Her desire for interaction is why VISTE figured out a way to safely deliver 1,800 Thanksgiving meals to the elderly Wednesday.

It’s VISTE’s 24th time doing this the day before Thanksgiving but COVID-19 has a way of making every tradition new again.

“We have completely re-imagined how to do this in a safe way,” said Steve Bissonnette, VISTE president.

The people preparing the food were masked and gloved.

Employees at Levy, a food and beverage concessionaire company, stepped up to help provide and prepare the food.

They are waiting final approval for a contract at RP Funding Center where the Thanksgiving dinners are prepared and distributed every year.

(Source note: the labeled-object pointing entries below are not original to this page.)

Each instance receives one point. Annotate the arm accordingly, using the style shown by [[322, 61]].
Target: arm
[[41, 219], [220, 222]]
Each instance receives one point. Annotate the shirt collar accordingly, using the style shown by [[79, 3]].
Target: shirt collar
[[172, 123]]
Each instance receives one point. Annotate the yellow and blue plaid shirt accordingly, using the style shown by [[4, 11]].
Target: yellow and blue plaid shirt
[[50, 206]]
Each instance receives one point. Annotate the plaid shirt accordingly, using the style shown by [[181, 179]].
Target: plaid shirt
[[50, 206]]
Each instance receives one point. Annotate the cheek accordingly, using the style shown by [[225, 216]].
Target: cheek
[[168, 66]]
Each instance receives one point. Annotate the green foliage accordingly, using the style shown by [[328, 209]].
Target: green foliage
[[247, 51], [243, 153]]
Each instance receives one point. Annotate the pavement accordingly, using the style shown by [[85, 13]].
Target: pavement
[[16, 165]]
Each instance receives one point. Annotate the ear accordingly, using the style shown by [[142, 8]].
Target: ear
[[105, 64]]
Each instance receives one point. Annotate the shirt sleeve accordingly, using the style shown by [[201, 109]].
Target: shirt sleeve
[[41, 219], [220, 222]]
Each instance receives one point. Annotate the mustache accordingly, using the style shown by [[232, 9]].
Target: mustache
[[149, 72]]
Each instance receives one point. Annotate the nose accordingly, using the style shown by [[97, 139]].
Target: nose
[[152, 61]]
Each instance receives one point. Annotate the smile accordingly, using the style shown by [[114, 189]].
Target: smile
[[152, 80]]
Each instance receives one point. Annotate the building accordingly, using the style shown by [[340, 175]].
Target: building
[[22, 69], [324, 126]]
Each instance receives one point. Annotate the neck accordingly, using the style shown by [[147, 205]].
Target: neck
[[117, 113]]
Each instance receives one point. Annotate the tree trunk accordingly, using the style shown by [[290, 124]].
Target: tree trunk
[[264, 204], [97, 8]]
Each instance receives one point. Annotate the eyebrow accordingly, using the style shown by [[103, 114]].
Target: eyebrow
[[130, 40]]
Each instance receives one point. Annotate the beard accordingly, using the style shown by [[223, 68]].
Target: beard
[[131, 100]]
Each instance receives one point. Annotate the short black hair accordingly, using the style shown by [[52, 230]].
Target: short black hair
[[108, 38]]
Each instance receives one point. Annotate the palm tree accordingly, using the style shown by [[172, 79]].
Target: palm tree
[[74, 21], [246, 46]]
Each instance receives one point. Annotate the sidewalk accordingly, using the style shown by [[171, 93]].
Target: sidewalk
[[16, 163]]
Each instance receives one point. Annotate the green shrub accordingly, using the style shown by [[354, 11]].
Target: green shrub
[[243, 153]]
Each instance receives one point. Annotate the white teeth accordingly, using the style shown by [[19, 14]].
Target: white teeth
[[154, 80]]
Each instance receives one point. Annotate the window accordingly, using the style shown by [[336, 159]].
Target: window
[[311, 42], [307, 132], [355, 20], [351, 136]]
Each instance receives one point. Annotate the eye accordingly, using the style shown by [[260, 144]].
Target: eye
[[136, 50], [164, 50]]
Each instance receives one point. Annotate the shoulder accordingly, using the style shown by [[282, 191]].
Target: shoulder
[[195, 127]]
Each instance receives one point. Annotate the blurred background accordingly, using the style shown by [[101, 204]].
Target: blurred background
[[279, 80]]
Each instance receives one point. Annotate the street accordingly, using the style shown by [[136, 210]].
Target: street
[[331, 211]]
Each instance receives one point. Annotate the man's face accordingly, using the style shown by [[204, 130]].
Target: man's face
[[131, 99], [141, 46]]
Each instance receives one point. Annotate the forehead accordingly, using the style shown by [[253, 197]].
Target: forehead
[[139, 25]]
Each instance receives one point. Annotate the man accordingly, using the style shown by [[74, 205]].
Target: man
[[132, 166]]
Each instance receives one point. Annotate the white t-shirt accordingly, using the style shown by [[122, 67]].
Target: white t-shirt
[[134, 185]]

“This is our way of saying ‘Hey, we’re here. We’re here to help. We want to be good neighbors and good partners in the community’,” said Levy’s Jan Taylor.

An event that usually attracts hundreds of volunteers and long assembly lines was scaled back.

People who signed up to deliver the meals stayed in their cars and received the meals in a drive-thru setting.

“They’ve all pre-registered online and chosen a window of time they’re going to show up in their car,” said Bissonette.

Bissonnette said some seniors were home alone for the first time for Thanksgiving, as family gatherings are discouraged during the pandemic.

Others felt weary of having someone deliver food to their home.

“They deal with social isolation all the time but it’s profound right now when many of them haven’t even been able to get out of their house at all,” said Bissonette.